AI Breakthrough Predicts Bowel Cancer Drug Efficacy for NHS Patients
A groundbreaking artificial intelligence tool has been developed to forecast how patients with advanced bowel cancer will respond to a recently introduced NHS medication. This innovation aims to prevent thousands of individuals from undergoing treatments that prove ineffective against their specific cancers, thereby avoiding unnecessary side-effects.
Study Details and Patient Impact
The research, conducted by scientists at London's Institute of Cancer Research and the RCSI University of Medicine and Health Sciences in Dublin, monitored 117 European bowel cancer patients. All participants had previously received chemotherapy alongside bevacizumab, a drug approved by the NHS in December. Bevacizumab functions by inhibiting tumour growth through protein deprivation, yet it is only beneficial for a limited subset of patients and can induce serious adverse effects such as blood clots and gastrointestinal complications.
In the United Kingdom, approximately 10,000 new cases of advanced bowel cancer are diagnosed annually, with a notable increase among young adults. Bowel cancer ranks as the second deadliest cancer, trailing only lung cancer in mortality rates. While early detection can yield survival rates as high as 98%, the five-year survival rate for advanced stages plummets to as low as 10%.
How PhenMap AI Technology Works
The AI tool, named PhenMap—a blend of "phenotype" (referring to an organism's observable characteristics) and "mapping"—enables researchers to amalgamate intricate data regarding the genetic composition of tumours. This capability allowed the team to discern patterns in patient responses to bevacizumab and identify a specific group with a common gene mutation who faced elevated risks of negative reactions.
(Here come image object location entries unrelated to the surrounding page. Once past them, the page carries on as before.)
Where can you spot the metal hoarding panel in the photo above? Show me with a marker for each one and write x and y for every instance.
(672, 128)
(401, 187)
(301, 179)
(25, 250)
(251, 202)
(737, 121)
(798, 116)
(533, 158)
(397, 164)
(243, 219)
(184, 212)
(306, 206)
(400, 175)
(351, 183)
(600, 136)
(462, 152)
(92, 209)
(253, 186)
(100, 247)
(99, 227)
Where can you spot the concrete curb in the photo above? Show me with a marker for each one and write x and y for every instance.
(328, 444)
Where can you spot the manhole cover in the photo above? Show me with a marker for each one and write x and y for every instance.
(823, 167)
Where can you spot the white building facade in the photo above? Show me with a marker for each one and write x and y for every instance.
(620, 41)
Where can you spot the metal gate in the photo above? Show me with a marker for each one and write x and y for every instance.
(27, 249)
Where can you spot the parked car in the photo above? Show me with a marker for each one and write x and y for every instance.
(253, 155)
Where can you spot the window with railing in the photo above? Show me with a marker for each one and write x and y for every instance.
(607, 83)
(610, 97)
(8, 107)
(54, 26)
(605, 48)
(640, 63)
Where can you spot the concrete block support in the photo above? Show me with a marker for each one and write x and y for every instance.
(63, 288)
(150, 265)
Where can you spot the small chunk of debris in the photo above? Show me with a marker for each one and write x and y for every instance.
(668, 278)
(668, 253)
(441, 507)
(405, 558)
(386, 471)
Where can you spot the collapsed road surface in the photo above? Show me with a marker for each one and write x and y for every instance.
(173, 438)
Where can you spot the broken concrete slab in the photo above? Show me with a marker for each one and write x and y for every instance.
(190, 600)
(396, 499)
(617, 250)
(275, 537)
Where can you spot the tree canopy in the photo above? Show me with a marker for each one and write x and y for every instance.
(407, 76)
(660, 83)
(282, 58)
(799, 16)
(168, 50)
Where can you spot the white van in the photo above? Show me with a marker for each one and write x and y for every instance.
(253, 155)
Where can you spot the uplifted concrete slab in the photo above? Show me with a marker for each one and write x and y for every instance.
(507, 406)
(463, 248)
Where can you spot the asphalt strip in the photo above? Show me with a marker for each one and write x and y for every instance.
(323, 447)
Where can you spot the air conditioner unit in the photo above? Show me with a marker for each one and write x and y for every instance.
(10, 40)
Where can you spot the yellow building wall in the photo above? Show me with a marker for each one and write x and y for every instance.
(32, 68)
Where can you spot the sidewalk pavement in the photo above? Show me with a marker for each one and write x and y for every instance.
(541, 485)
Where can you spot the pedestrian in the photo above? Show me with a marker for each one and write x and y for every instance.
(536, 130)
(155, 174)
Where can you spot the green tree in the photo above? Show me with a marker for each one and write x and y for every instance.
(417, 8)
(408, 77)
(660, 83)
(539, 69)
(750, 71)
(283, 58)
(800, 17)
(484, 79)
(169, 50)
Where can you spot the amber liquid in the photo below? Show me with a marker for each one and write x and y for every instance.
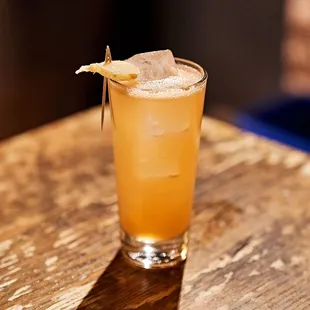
(156, 140)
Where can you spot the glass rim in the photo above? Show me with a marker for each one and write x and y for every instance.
(182, 61)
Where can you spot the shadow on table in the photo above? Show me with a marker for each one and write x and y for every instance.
(122, 286)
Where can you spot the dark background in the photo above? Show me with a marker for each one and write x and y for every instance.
(43, 42)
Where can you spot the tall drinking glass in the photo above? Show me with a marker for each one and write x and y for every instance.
(156, 135)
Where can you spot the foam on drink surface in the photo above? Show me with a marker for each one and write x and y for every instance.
(182, 84)
(161, 77)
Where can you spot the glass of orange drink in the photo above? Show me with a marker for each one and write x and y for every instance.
(156, 104)
(156, 133)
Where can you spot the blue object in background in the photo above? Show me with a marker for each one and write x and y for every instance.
(285, 119)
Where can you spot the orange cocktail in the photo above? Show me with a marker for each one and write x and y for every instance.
(156, 140)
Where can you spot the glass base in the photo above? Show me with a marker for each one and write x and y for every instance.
(161, 254)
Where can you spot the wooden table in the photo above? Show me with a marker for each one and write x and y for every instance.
(59, 248)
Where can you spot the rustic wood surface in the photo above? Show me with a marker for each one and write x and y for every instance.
(59, 228)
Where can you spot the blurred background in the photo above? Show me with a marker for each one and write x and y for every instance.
(257, 54)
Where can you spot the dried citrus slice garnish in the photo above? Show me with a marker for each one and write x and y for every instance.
(117, 70)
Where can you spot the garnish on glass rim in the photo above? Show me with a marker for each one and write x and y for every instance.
(117, 70)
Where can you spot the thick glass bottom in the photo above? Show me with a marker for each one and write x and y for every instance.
(150, 254)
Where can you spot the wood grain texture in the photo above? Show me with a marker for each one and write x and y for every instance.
(59, 226)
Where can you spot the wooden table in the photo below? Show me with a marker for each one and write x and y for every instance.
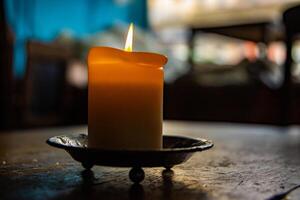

Professor Anguraj Sadanandam, a specialist in stratification and precision medicine at the ICR, emphasised the significance of this development. "Once bowel cancer metastasises, treatment options become severely limited," he stated. "It is encouraging that bevacizumab is now accessible via the NHS, but the reality is that most patients will not derive benefit, subjecting thousands to needless side-effects. Previously, we lacked the means to pinpoint these individuals."
Future Applications and Validation
Professor Sadanandam highlighted that the AI methodology processes vast amounts of complex data to reveal patterns imperceptible to human analysis, uncovering critical insights within tumour biology. The research demonstrated an ability to flag patients least likely to respond to bevacizumab therapy.
However, he cautioned that while the findings are promising, further validation through larger patient cohorts is essential. "I aspire for this approach to eventually yield a clinical test, enabling personalised care tailored to maximise therapeutic success against cancer," Sadanandam added. The research team now plans to expand sample sizes and explore the tool's applicability to other cancer types, potentially revolutionising oncology treatment strategies.